In 2020, Nigeria was ranked number 128 out of 153 countries. Though the country has seen improvements from year to year, “women represent a higher share of skilled professionals than men, but a significantly lower share of senior positions,” according to the report.
“I don’t think it’s possible to change the world one day, but it’s possible to change the world one day at a time,” said Simi, who wants the takeaway from this campaign to be a simple change in the way we speak to women.
Simi released her debut album in 2008 but gained mainstream acclaim after a string of catchy singles such as “Joromi” and “Tiff” in the mid-2010s.

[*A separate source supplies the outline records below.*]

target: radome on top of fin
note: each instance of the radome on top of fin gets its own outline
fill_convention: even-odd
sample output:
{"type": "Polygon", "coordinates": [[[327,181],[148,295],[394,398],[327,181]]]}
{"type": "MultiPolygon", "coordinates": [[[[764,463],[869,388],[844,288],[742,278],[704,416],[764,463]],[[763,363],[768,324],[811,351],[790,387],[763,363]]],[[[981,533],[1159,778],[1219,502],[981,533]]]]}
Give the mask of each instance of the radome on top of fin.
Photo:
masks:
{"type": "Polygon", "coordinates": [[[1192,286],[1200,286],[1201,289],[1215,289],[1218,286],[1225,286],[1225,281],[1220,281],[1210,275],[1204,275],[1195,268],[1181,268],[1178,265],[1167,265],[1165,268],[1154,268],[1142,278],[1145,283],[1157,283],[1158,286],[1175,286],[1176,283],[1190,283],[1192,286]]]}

She says she was at the receiving end of a number of offensive gender-based comments in the music industry as she rose in her career.
Simi told theGrio that people told her, “If you don’t dress a certain way, if you don’t sing a certain song, you’re not going to make it in the industry.”
Simi said she received feedback from many people who said they didn’t realize how harmful these statements were and how much they affected women who heard them.
“These conversations are uncomfortable, but they’re necessary because change is uncomfortable,” she said.
This song is a lead single for a new project Simi is working on which she aims to release early next year.